Aquel hombre y la abuela de la chica se conocían de la infancia. Casi todos los meses, en ese mismo lugar, se detenían a hablar, haciéndose compañía mutua, probablemente porque a ambos les asustaba la soledad.

-Hola –le respondió Mérida-. Está muy bien, gracias. ¿Qué hace por aquí? No creo que en invierno tenga mucho trabajo…

-¿Acaso no puedo visitar a mis fieles difuntos?

Mérida sonrió avergonzada y ambos se quedaron en silencio, observando la lápida de Daniel.

-Hace un tiempo de perros, Mérida. ¿Por qué sigues viniendo cada mes? -le preguntó.

-Bueno… Me gusta hablar con él, ya sabe, contarle las novedades del mundo… Estoy segura de que Daniel está al corriente de todo lo que pasa, pero es que a él le gustaba cuando yo le contaba cosas, Supongo que ahora soy como su mensajera -explicó con un toque de nostalgia.

-Entiendo –carraspeó el jardinero-. Supongo que él estará mejor allí. Me explico: adultos que se comportan como niños, jóvenes que quieren ser adultos, niños a los que no saben educar y gente que, por unos motivos u otros, no tienen nada… Daniel ya no sufre nada de eso. En el Cielo se encuentra en la felicidad plena.

Mérida suspiró.

-En eso confío… -un recuerdo abordó su mente y tuvo que reprimir las ganas de llorar-. En todo caso, estoy segura de que sigue existiendo esa clase de personas que nunca te abandonarían, por muchas riquezas, placeres, entretenimientos, facilidades que haya; que te valorarán por encima de todo, que hasta darían su vida por ti porque lo único que saben es amar…-Hizo una pausa-. Me lo dijo Daniel -Mérida señaló la lápida-, y pareceré estúpida, pero he llegado a creer en sus palabras.

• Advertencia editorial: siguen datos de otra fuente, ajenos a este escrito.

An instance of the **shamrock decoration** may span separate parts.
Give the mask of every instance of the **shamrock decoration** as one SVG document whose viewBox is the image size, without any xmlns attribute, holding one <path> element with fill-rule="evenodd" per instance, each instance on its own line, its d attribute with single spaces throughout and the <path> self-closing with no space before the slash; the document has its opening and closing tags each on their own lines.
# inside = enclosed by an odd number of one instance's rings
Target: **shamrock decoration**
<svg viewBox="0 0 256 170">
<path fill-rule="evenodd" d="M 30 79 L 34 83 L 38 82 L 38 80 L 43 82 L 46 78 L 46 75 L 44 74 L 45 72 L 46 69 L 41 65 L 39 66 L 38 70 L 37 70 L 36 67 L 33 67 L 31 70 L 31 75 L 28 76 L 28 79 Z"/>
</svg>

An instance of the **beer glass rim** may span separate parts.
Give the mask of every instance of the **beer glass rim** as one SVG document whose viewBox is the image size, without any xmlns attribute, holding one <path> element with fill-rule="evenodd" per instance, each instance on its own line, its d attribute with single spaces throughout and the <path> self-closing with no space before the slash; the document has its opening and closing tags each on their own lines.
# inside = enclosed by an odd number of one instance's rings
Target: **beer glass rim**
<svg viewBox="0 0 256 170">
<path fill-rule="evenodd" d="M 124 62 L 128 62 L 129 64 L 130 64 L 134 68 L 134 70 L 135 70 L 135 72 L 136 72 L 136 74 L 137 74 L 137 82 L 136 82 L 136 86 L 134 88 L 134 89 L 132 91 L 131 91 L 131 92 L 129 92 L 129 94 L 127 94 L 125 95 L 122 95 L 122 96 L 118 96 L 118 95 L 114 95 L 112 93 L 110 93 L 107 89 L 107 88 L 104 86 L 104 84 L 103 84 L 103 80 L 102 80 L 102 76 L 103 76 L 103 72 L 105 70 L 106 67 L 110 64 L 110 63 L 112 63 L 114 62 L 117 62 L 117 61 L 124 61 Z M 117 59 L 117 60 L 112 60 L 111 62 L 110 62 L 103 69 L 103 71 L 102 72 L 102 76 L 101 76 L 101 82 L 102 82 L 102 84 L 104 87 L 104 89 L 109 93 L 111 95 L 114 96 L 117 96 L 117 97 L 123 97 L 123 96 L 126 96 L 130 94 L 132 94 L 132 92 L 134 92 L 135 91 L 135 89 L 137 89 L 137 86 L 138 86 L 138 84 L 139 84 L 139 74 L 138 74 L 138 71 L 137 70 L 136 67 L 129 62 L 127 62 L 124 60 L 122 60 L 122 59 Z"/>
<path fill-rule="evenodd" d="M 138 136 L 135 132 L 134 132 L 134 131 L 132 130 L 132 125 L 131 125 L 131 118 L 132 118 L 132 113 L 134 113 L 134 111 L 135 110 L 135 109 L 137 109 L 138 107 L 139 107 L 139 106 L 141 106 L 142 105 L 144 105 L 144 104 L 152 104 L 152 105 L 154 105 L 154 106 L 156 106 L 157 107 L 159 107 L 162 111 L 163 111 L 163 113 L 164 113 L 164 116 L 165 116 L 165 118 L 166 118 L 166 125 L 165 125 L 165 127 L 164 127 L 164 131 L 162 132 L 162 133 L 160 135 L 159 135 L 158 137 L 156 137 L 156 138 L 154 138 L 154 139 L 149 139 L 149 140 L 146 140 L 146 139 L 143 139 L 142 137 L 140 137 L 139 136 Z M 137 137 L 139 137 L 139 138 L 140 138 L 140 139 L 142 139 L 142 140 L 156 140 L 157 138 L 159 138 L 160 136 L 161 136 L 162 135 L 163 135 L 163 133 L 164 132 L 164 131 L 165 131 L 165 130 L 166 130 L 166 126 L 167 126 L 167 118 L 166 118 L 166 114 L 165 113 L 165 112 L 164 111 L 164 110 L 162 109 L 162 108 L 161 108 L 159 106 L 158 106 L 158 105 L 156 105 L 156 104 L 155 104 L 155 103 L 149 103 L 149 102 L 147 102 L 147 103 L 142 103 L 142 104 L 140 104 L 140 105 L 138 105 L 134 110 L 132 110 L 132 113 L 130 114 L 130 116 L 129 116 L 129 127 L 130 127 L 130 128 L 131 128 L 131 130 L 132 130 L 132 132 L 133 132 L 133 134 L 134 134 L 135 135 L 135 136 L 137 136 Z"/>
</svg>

El jardinero se quedó meditabundo.

-Tal vez tuviera razón… Pero si existen, ¿por qué no se nota? –su pregunta quedó flotando en el aire.

-Nosotros podemos –le respondió Mérida-. Nos damos cuenta. Y estoy segura de que no somos los únicos que deseen que el mundo cambie, empezando por nosotros mismos.

El jardinero pensó en su cuerpo, cansado por los años; en su memoria, que cada vez fallaba más a menudo; en sus dificultades económicas; en que cada vez le quedaban menos amigos con vida… ¿Cómo lograría cambiar su entorno cuando, en realidad, apenas le quedaba nada? Entonces observó los nichos y las tumbas, hasta llegar a la lápida de Daniel. Luego miró a Mérida, tan joven e ingenua. Aunque no tuviera mucho tiempo, le sobraban razones por las que seguir adelante.

-Lo conseguirás Mérida… Nunca he estado tan seguro de algo.

Mérida rio. Fue entonces cuando notaron algo húmedo en las manos y en la cabeza… Había comenzado a nevar.